North America ended up with three representatives: Mexico, who will be the local favorite here presumably; Costa Rica, who made it to the quarter finals in 2014; and Panama, who will probably be lucky to not lose all three of its group play matches. Panama, along with Iceland, are the two nations making their first appearance in the World Cup.

Mexico was drawn into a group with Germany, Sweden, and South Korea, so it will be tough for El Tri to make it into the knockout rounds. But, if Mexico does do that, it will want to avoid what has become a longstanding tradition of losing its match in the second round. After a win in the second round in 1986 at home, Mexico has lost in that same round in each World Cup they've played in, staring with 1994. They lost to Bulgaria in 1994, Germany in 1998, the USA in 2002, Argentina in 2006 and 2010, and Netherlands in 2014. Mexico's most likely opponent in the Round of 16 would be Brazil.

Most of the matches will start as Angelenos are waking up.
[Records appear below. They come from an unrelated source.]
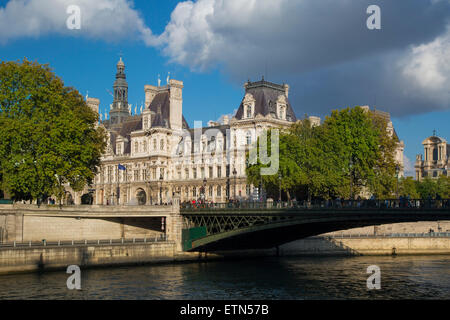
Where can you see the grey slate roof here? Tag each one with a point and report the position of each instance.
(161, 108)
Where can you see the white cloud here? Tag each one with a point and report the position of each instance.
(428, 65)
(327, 43)
(108, 20)
(408, 169)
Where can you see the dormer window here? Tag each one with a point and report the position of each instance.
(249, 138)
(282, 113)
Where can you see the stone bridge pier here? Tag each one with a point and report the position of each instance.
(25, 222)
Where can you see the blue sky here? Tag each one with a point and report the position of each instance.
(322, 49)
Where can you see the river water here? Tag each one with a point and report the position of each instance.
(402, 277)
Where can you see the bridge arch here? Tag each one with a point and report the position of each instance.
(218, 231)
(141, 196)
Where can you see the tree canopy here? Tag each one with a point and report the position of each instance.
(49, 135)
(351, 153)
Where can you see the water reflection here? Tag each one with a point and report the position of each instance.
(405, 277)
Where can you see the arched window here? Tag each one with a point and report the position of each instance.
(435, 154)
(249, 138)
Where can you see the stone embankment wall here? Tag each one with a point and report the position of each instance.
(367, 246)
(16, 260)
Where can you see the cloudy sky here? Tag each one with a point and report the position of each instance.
(321, 48)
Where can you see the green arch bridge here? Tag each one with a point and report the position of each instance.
(236, 226)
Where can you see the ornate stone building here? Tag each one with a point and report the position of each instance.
(436, 161)
(153, 155)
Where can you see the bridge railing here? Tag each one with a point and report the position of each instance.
(71, 243)
(392, 235)
(321, 204)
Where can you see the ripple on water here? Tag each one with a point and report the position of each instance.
(408, 277)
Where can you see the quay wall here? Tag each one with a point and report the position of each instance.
(371, 245)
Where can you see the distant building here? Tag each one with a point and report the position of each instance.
(153, 155)
(436, 159)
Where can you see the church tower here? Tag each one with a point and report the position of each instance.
(119, 111)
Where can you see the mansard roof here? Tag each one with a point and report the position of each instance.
(266, 95)
(160, 107)
(434, 140)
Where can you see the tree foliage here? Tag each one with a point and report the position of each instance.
(49, 134)
(350, 153)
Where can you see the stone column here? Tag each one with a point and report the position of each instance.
(174, 224)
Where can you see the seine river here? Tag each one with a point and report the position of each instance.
(402, 277)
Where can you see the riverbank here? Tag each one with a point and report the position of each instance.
(39, 259)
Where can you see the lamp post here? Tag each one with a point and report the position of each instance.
(160, 188)
(279, 187)
(234, 187)
(351, 178)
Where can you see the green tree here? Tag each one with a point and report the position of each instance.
(443, 187)
(427, 188)
(49, 134)
(287, 175)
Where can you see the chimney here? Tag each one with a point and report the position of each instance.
(93, 103)
(315, 121)
(150, 93)
(365, 108)
(286, 90)
(226, 120)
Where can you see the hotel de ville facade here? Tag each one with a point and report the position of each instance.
(154, 155)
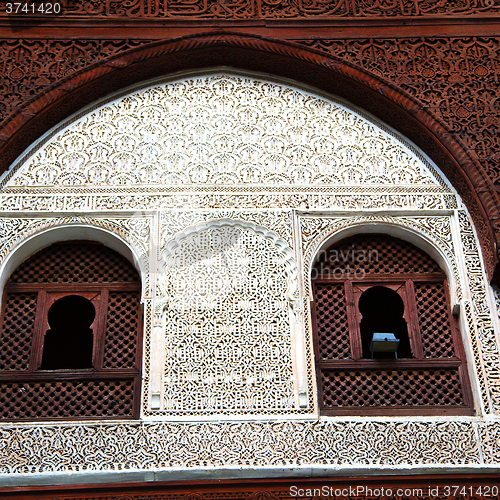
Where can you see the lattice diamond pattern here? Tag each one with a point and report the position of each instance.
(121, 330)
(435, 328)
(228, 324)
(15, 340)
(75, 262)
(331, 321)
(391, 388)
(66, 398)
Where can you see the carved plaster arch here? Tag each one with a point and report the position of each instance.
(477, 330)
(281, 58)
(282, 246)
(32, 235)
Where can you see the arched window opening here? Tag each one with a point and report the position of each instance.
(382, 311)
(71, 335)
(371, 284)
(69, 343)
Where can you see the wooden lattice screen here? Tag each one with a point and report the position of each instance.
(110, 388)
(433, 379)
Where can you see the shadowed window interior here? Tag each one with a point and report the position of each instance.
(373, 284)
(70, 335)
(69, 342)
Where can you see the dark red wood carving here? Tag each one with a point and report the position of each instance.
(272, 9)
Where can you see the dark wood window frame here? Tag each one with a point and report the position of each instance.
(417, 367)
(98, 375)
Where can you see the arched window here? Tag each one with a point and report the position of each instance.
(70, 335)
(385, 339)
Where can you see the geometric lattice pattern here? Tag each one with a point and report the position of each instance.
(373, 253)
(66, 399)
(332, 326)
(121, 330)
(391, 388)
(75, 262)
(435, 328)
(228, 332)
(17, 331)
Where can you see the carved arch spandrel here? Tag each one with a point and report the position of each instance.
(229, 288)
(283, 59)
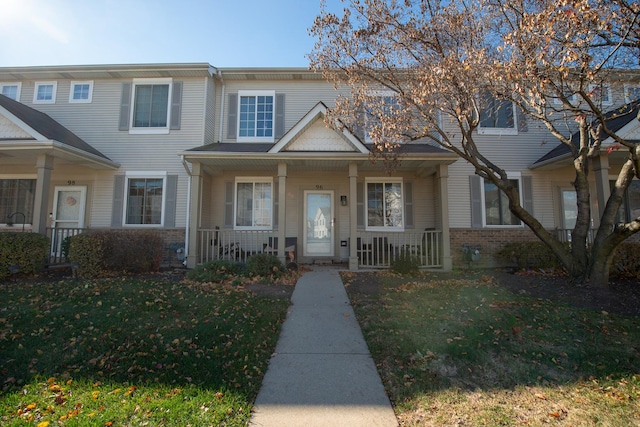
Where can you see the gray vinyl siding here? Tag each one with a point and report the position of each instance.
(97, 123)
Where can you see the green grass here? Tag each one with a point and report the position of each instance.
(132, 352)
(467, 352)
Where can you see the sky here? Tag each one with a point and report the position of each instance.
(223, 33)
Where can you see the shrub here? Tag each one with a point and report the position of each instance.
(27, 251)
(215, 271)
(626, 262)
(405, 263)
(265, 265)
(114, 251)
(529, 255)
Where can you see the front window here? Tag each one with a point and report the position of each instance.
(144, 201)
(11, 90)
(630, 208)
(151, 98)
(382, 105)
(385, 205)
(45, 93)
(254, 204)
(81, 92)
(17, 195)
(255, 116)
(497, 116)
(496, 205)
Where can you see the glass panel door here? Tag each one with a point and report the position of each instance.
(318, 223)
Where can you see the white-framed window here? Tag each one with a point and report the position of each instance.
(45, 92)
(256, 113)
(380, 104)
(631, 93)
(81, 92)
(497, 116)
(253, 208)
(601, 93)
(150, 102)
(11, 90)
(495, 210)
(630, 208)
(144, 198)
(384, 203)
(17, 198)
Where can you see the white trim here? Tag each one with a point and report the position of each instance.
(36, 86)
(147, 175)
(155, 130)
(255, 94)
(8, 84)
(383, 180)
(605, 87)
(254, 180)
(510, 175)
(627, 88)
(72, 100)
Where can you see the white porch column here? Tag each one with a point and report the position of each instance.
(603, 191)
(282, 213)
(442, 178)
(353, 216)
(194, 214)
(44, 165)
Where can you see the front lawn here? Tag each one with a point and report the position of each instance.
(467, 352)
(132, 352)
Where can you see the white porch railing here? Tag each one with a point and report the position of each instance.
(375, 249)
(231, 244)
(59, 246)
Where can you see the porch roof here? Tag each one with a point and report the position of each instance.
(34, 133)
The earliest kickoffs will usually be at 5 am (there is one 3 am kickoff if you are intent on watching France play Australia on Saturday, June 16) and most days there will be an 11 am kickoff that you can use to waste time at work or take a long lunch.
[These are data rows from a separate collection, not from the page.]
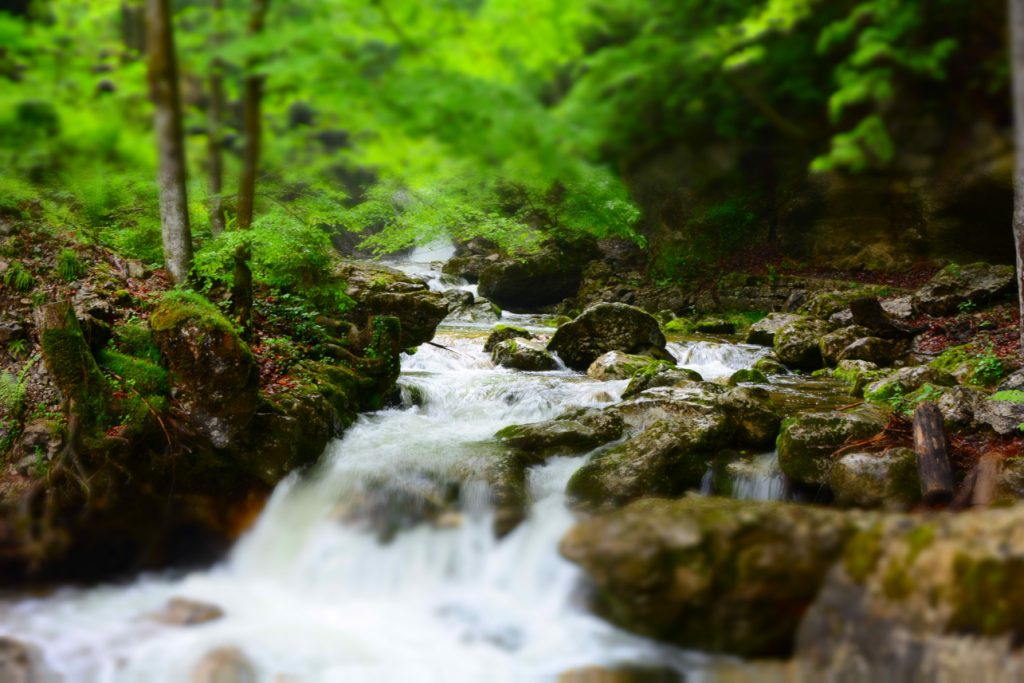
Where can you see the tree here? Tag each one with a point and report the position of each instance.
(163, 75)
(1017, 62)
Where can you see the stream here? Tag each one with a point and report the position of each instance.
(380, 564)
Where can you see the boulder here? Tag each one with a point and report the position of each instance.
(522, 354)
(504, 333)
(576, 431)
(617, 366)
(955, 285)
(710, 573)
(877, 479)
(212, 371)
(662, 374)
(875, 349)
(807, 441)
(763, 332)
(608, 327)
(797, 344)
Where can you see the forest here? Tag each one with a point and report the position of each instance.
(589, 341)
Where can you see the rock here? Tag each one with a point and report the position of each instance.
(572, 432)
(523, 354)
(15, 662)
(797, 344)
(807, 441)
(763, 332)
(923, 597)
(224, 665)
(715, 326)
(504, 333)
(877, 479)
(382, 291)
(748, 376)
(608, 327)
(873, 349)
(710, 573)
(529, 281)
(833, 344)
(617, 366)
(182, 611)
(770, 367)
(660, 374)
(905, 381)
(954, 285)
(1004, 415)
(213, 373)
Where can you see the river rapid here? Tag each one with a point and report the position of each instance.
(355, 572)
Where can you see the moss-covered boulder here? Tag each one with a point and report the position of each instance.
(213, 372)
(617, 366)
(711, 573)
(576, 431)
(608, 327)
(522, 354)
(807, 441)
(977, 283)
(763, 332)
(887, 479)
(504, 333)
(797, 344)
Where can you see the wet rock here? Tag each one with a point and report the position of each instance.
(907, 380)
(877, 479)
(660, 375)
(224, 665)
(763, 332)
(954, 285)
(807, 441)
(572, 432)
(710, 573)
(214, 375)
(523, 354)
(608, 327)
(504, 333)
(832, 344)
(797, 344)
(182, 611)
(617, 366)
(873, 349)
(16, 662)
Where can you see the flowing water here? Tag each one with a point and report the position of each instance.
(359, 571)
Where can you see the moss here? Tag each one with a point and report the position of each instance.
(862, 553)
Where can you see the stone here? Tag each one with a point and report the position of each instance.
(797, 344)
(576, 431)
(617, 366)
(608, 327)
(523, 354)
(954, 285)
(807, 441)
(763, 332)
(182, 611)
(877, 479)
(504, 333)
(709, 573)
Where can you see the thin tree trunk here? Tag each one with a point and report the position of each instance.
(1017, 56)
(242, 293)
(163, 73)
(215, 116)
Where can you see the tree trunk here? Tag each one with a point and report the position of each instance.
(1017, 56)
(242, 293)
(933, 455)
(163, 73)
(215, 116)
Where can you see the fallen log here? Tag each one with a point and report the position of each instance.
(933, 455)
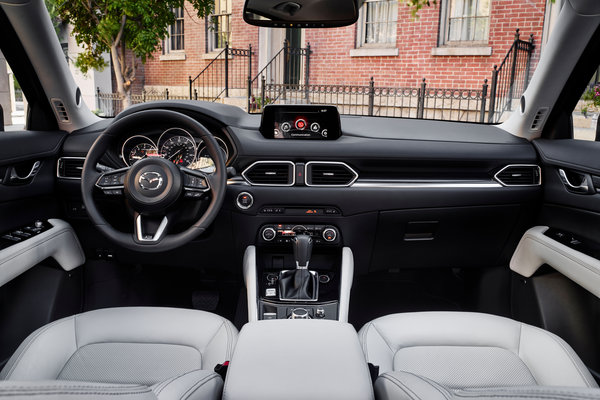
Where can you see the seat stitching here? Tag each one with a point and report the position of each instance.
(31, 341)
(435, 385)
(198, 385)
(166, 383)
(402, 387)
(385, 340)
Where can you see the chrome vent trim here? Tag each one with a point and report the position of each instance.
(536, 175)
(308, 174)
(66, 171)
(291, 171)
(60, 110)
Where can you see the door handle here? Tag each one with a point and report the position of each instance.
(19, 178)
(585, 186)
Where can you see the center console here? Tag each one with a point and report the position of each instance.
(286, 359)
(298, 271)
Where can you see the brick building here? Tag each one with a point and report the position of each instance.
(454, 44)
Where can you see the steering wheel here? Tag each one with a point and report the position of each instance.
(153, 186)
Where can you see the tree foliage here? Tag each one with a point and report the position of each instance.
(115, 26)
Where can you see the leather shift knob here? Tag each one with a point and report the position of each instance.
(302, 250)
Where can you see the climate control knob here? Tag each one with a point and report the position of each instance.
(329, 234)
(268, 234)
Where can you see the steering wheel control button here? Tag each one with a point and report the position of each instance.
(329, 234)
(268, 234)
(244, 200)
(299, 313)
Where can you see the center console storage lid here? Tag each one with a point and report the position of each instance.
(298, 359)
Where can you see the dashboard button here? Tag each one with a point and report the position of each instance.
(268, 234)
(329, 234)
(244, 200)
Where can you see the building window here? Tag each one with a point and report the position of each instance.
(377, 24)
(219, 25)
(465, 21)
(175, 40)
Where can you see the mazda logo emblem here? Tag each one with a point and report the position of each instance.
(150, 181)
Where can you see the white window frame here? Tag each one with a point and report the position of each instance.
(444, 32)
(210, 33)
(167, 43)
(361, 26)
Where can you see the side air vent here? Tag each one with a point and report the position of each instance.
(538, 120)
(70, 167)
(323, 173)
(270, 173)
(519, 175)
(60, 110)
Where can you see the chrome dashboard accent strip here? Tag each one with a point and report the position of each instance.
(271, 162)
(389, 184)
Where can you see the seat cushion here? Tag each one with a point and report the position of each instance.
(171, 350)
(406, 386)
(471, 350)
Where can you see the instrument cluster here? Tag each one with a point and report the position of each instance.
(174, 144)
The first round matches I'm looking forward to are:

  • Portugal vs Spain in Sochi on June 15 at 11 am: the Battle for Iberia will be fought by the Black Sea.

  • Argentina vs Iceland in Moscow on June 16 at 6 am: Is Iceland for real or just a nice story?

  • Germany vs Mexico in Moscow on June 17 at 8 am: Can Mexico keep up with the world's best team?

  • France vs Peru in Ekaterinburg on June 21 at 8 am: Peru's best player, Paolo Guerrero, got his drug suspension shortened so he should be able to make this an intriguing matchup between two strong sides. It's Peru's first trip to the World Cup since 1982.

  • Japan vs Senegal in Ekaterinburg on June 24 at 8 am: This is one of those random matchups of two countries that makes the World Cup fascinating to me. My guess is that this match will feature a lot of empty seats in the very oddly shaped Ekaterinburg Arena.
One big change to the World Cup this year will be the addition of what is called VAR (Video Assistant Referee). Every match will have another referee at a location in Moscow and will be available to assist the referee in any call he is not sure about, mostly offsides and penalties. The video referee cannot initiate a call. The main effect of VAR is that people will argue about refereeing in a different way.

Fox and Fox Sports 1 are handling the English brodcasts (with many of the matches being called off of monitors in Los Angeles) and Telemundo and NBC Universo are handling the Spanish language broadcasts.

The final is scheduled for 8 am PT on Sunday, July 15 in Moscow.

And four years from now, the World Cup will be held in November. In Qatar. But that is a whole other story.